Oh ! c’était bien ce qu’il fallait à mes yeux tristes.
Rochers, brandes, forêts, taillis, chaumes ardus
Aux petits arbres tors, rabougris et tondus,
Toute cette nature ivre de songerie
Suait la somnolence et la sauvagerie.
Aussi comme j’ai bu l’ombre, et soliloqué
Sur cet amas rocheux, confus et disloqué,
Près des ravins béants comme des puits d’extase,
Et dans ces terrains plats où des remous de vase,
Sous des nuages bas d’un vert de vitriol,
Se révélaient au loin par la danse du sol
Et par un grouillement de joncs trapus et roides.

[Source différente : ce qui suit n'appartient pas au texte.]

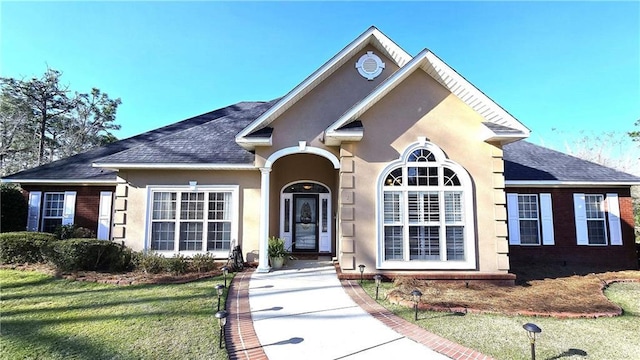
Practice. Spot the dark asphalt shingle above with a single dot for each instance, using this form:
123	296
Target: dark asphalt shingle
526	161
210	139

Une petite pluie aux gouttelettes froides
Imbibait lentement ces landes et ces trous,
Et tout là-bas, au fond des lointains gris et roux,
Le soleil embrumé s’effondrait sur la cime
Des forêts surplombant la rivière, — un abîme
Torrentueux et sourd qui se précipitait
Contre les hauts granits où sa vapeur montait.

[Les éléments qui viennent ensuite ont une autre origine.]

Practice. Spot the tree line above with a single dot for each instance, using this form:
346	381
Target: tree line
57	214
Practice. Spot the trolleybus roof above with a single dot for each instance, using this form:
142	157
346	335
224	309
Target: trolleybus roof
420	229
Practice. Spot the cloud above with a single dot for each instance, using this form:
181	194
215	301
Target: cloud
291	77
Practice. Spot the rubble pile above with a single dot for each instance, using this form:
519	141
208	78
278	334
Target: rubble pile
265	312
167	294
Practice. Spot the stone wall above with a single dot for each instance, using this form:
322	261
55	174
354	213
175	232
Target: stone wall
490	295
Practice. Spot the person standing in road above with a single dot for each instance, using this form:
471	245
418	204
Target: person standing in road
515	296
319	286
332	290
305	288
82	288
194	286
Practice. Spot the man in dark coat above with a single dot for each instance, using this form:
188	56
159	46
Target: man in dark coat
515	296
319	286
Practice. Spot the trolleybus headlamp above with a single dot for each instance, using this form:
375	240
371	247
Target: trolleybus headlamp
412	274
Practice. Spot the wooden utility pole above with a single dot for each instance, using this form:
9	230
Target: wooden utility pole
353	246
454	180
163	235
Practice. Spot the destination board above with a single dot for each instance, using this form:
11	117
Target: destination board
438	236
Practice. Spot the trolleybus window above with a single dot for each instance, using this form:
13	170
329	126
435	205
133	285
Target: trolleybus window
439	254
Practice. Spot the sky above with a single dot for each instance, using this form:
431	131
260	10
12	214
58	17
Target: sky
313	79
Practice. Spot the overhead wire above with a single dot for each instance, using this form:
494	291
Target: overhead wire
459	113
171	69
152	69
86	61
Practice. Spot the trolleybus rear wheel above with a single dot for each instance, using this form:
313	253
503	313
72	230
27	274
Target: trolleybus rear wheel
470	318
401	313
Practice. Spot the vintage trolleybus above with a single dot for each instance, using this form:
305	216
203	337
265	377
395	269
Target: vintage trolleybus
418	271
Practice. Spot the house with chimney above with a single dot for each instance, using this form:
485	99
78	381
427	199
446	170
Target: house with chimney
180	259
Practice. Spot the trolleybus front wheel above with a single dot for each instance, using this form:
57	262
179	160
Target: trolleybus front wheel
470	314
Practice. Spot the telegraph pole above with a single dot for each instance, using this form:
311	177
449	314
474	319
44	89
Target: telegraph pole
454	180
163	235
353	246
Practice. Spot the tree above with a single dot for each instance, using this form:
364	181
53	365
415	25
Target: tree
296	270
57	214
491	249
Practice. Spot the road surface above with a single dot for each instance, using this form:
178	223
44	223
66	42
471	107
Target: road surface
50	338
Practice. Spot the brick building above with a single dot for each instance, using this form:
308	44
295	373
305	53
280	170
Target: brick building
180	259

Tout seul dans ce désert aride et pittoresque
Dont les buissons semblaient détachés d’une fresque,
J’errais, m’aventurant sur les côtes à pic,
Escaladant les rocs, glissant comme un aspic
À travers les chiendents humectés par la brume,
Et chavirant parmi les cailloux pleins d’écume.
Des haleines de près et de grands végétaux
Sur les ailes du vent m’arrivaient des plateaux,
Et dans les airs froidis et de plus en plus pâles,
Les oiseaux tournoyeurs croassaient de longs râles
Encore inentendus par moi, l’être écouteur
Dont la campagne a fait son interlocuteur ;
Par moi qui peux saisir tous les cris de l’espace
Et distinguer le bruit d’une fourmi qui passe.

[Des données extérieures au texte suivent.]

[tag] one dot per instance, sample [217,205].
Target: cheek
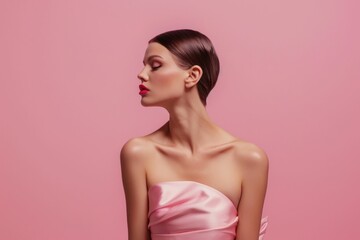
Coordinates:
[171,82]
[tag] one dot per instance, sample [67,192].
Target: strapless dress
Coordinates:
[188,210]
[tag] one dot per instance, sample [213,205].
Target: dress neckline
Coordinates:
[197,183]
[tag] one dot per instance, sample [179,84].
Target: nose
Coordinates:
[142,75]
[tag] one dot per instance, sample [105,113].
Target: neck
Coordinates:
[190,126]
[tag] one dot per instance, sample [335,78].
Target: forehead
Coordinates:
[156,49]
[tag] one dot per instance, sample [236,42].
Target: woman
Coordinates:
[190,179]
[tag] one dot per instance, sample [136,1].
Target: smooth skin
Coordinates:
[190,146]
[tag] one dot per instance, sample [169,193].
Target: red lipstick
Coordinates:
[143,89]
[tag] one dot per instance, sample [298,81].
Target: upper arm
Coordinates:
[135,189]
[254,170]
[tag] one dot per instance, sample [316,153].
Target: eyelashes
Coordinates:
[154,68]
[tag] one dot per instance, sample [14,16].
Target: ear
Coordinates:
[195,73]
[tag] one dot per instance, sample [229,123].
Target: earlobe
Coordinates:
[195,73]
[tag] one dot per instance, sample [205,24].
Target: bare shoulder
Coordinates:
[135,149]
[250,154]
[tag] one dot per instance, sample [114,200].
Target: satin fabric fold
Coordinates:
[188,210]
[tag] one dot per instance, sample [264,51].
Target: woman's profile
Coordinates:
[190,179]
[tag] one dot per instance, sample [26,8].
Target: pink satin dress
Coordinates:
[188,210]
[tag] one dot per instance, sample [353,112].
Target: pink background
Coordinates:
[69,100]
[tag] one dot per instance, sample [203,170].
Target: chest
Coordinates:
[218,169]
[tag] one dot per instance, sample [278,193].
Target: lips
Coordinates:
[142,87]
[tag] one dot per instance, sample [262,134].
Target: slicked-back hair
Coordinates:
[191,48]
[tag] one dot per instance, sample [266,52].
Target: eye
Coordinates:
[155,66]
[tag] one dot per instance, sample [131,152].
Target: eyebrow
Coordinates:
[150,57]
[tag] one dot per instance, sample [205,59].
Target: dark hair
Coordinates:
[191,48]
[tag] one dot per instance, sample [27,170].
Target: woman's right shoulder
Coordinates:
[136,149]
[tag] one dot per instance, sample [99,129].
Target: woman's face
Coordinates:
[162,76]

Partout la solitude immense où les rocs noirs
Se dressaient côte à côte en forme d’éteignoirs
Et dégageaient de leur immobilité même
Un fatidisme intense et d’une horreur suprême.
Et tout cela souffrait tellement comme moi,
Que j’y pouvais mirer mon douloureux émoi
Et tous les soubresauts de ma triste pensée :
Bien avant que la nuit même fût commencée,
J’attendais que le val, ou l’onde, ou le ravin,
Avec le son de voix d’un spectre et d’un devin
Continuât mon fauve et navrant soliloque.
Tandis que le brouillard pendait comme une loque
Sur le gave écumant qui hurlait à mes pieds,
Un manoir me montrait ses blocs estropiés,
Et, mêlant sa ruine à ma désespérance,
Importunait ma vue à force d’attirance.
Un certain pan de mur surtout : grand dévasté
De la mélancolie et de la vétusté,
Masse attendant le terme imminent de sa chute,
À jour comme un squelette et dont la morgue brute
Lui donnait un air grave et d’au-delà des temps
Qui semblait défier la foudre et les autans.
L’écho devenait-il double, et par impossible
Le silence avait-il une formule audible
Dans ce désert troué, tortueux et bossu ?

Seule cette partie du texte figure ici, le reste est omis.